Phil a commencé à descendre tranquillement en testant le terrain. Rapidement nous avons atteint la rivière et nous soupirions de soulagement. Le soleil  était déjà très bas, le ciel était rose et orange. C’était probablement un très beau coucher de soleil mais nous  étions trop concentrés à suivre la rivière asséchée  pour le voir. Tout allait assez rondement jusqu’à ce que devant nous le lit de la rivière plonge d’environ 10 mètres d’un coup. Nous regardons autour de nous : la rivière est profondément encaissée et les côtés sont deux parois verticales d’environ 10 mètres aussi. Il n’y a aucune issue. Nous devons rebrousser chemin et essayer une autre alternative.

À ce moment, nous avions encore 10 minutes de lumière. En essayant de contrôler la panique qui s’emparait de nous, nous avons fait le constat qu’il n’y aurait pas d’issue avant la tombée du jour. Notre situation était alarmante.
-          Phil, est-ce que c’est le moment où il faudrait demander de l’aide ?
-          Je sais pas. Non. Oui. Euh attend…

C’est que l’idée de crier  à l’aide, ça fait  peur. Ça veut dire que c’est grave. C’est aussi d’accepter que nous avions tout essayé et que nous étions impuissants, que seule une aide extérieure pourrait nous sortir de là. Et on a commencé à crier. Sans perdre de temps, nous  avons  examiné  nos options :
1-      Essayer de remonter et de progresser au pied du  volcan dans les  crêtes et canyons : Nous observions autour de nous et nous avons vite éliminé cette option.  Si nous ne pouvions pas suivre le lit de la rivière, il était impossible de marcher dans ce type de terrain.
2-      Remonter et suivre la crête : C’était  fou quand il faisait  clair, ce l’était encore plus dans le noir.
3-      Remonter et revenir sur nos pas : dans le noir,  nous en aurions eu pour des heures.
4-      Se faire un  abri pour la nuit et attendre le lendemain  pour reprendre la marche : les nuits à Bromo sont froides, nous nous  souvenions  des 4°C de la veille. Si nous nous arrêtions, nous courions le risque d’hypothermie.
5-      Nous ne voyions qu’une possibilité : Remonter, mais pas jusqu’à  la crête et finir les 500 mètres qui nous restaient. Nous pourrions progresser au centre, entre le  pied et la crête du  volcan.

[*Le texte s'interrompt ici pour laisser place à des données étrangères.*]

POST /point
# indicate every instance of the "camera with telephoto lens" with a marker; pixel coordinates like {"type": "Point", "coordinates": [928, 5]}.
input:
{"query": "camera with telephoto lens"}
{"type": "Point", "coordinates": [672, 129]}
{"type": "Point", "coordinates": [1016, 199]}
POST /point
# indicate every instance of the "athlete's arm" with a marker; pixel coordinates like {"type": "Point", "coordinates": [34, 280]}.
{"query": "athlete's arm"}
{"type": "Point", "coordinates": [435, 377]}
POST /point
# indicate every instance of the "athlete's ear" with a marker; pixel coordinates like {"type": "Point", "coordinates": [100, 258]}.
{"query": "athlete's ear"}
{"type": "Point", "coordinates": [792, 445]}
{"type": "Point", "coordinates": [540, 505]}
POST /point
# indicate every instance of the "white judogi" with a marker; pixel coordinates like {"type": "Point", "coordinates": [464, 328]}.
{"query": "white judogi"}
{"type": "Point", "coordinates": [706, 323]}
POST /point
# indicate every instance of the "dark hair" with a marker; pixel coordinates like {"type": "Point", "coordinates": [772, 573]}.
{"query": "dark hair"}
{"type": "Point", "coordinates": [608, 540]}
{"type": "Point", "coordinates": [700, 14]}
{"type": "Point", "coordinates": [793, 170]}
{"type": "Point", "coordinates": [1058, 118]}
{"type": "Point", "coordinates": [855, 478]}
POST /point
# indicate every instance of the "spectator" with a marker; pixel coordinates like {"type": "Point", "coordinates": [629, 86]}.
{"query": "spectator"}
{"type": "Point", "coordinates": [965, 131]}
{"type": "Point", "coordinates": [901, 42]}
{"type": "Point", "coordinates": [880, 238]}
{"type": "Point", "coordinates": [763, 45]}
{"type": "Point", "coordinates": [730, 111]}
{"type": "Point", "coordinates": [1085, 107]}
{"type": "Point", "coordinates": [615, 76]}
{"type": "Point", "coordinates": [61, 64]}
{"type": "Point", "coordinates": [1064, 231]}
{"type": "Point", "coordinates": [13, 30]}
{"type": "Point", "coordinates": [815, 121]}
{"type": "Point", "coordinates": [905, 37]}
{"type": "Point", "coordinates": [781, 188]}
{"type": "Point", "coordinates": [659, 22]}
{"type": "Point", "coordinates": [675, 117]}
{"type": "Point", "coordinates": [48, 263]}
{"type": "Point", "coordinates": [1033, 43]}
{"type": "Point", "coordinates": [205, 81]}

Un bref inventaire de notre sac à dos nous a permis de constater que nous  avions chacun un chandail à manche longue, quelques biscuits et, ALLÉLUIA, la lampe frontale.  Tout en continuant de crier à l’aide, on s’est tout de suite mis en marche. Nous avons atteint une  hauteur acceptable et pas à pas, nous avons commencé à avancer vers notre but. Il faisait maintenant complètement nuit. Phil avec la lampe frontale ouvrait  la marche en  choisissant les appuis  pour  les pieds avec précaution. Puis,  il se tournait vers moi pour que je puisse voir où je mettais les pieds à mon tour. C’était fou. La pente était si forte que nous progressions debout, nous avions difficilement pied et glissions  souvent et nous devions se retenir à  la  force de nos bras, comme on le pouvait. Nous étions  hauts  mais  il n’y avait plus  de place pour  le vertige.  Nous avions le corps  en  compote mais  il  n’y avait  plus de place pour la fatigue, ni la  faiblesse. L’adrénaline s’est emparée de nous et nous progressions dans un silence qui n’était troublé que par  les cris à  l’aide poussés à  intervalle  régulier. 

FOCUS. 
C’était le  mot d’ordre. Un moment d’inattention pourrait  s’avérer fatal. 

Puis il est devenu impossible de continuer à avancer.  La pente était presque verticale. C’était trop dangereux. Nous  avons décidé de remonter sur le cratère bien malgré nous. Comme c’était extrêmement étroit, nous nous sommes installés à califourchon sur la crête et avons commencé à avancer comme on le pouvait. Et c’est là qu’on les a vus. 6 faisceaux de lampes de poche qui se dirigeaient vers nous. Nous aurions pleuré de joie. C’était les vendeurs de fleurs. Ceux à qui  nous avions dit « no, thank you » plus tôt. Ils vivent au pied du volcan et ayant entendu nos cris, ils sont venus nous aider. Ayant vécu toute leur vie ici, ce sont de vraies chèvres de montagne. Chaussés de bottes d’eau, ils marchaient en funambule sur la crête sans trop regarder où ils posaient les pieds, comme s’il n’y avait pas un précipice qui plonge dans un cratère bouillonnant juste à côté. Avec leur aide nous avons vite atteint l’escalier et nous avons pu redescendre le volcan. Ils nous ont raccompagné jusqu’à la route qui menait jusqu’au village et sont repartis vers la base du volcan après avoir refusé qu’on les remercie de quelque façon que ce soit.

En marchant vers le village, nous étions complètement sonnés. Nous avions du mal à  croire ce qui venait de nous arriver. Nous  étions couverts de terre de la tête au pied. Les gens qui discutaient tranquillement devant les maisons dans le village se taisaient pour nous regarder passer.  Nous  faisions peur.

Douche, bouffe et dodo. C’est tout ce qu’on a trouvé l’énergie de faire. Nous étions épuisés. Malgré tout, nous ne pouvions cesser de penser aux vendeurs de fleurs qui ont pris le risque  de monter sur le cratère dans le noir pour nous aider. Nous étions tellement reconnaissants. Nous voulions absolument les remercier.

Le lendemain matin, nous nous sommes levés avec le soleil et avons traîné nos 2 corps endoloris jusqu’au pied du volcan à nouveau.  Cette fois, il grouillait de vie. Il y a avait des touristes partout venus pour  admirer le cratère.  Nous avions envie de mettre tout le monde en garde mais, heureusement, tout le monde est pressé. Personne ne pense à entamer la marche autour du cratère. Mais nous n’étions pas là pour ça. Des yeux, nous cherchions nos vendeurs de fleurs. Un par un, nous les avons trouvé dans la foule. Et nous avons achetées toutes leurs fleurs. Pour une deuxième fois, nous avons monté l’escalier qui mène vers le cratère mais cette fois pour y jeter 25 bouquets de fleurs. Il paraît  que c’est bon pour la chance. On ne peut pas cracher là-dessus…

La crête entre  les deux cratére. A gauche, le cratère eteint. A droite, le cratère de Bromo.


Arrivé en haut au début du coucher du soleil encore bien loin de me douter de ce qui nous attend.

Près de l'autel  au point le plus haut.

Le terrain au pied du volcan. C'est là-dedant que la  rivière passait.

Au moment ou le chemin a  commencé à devenir étroit. Après on a rangé la caméra.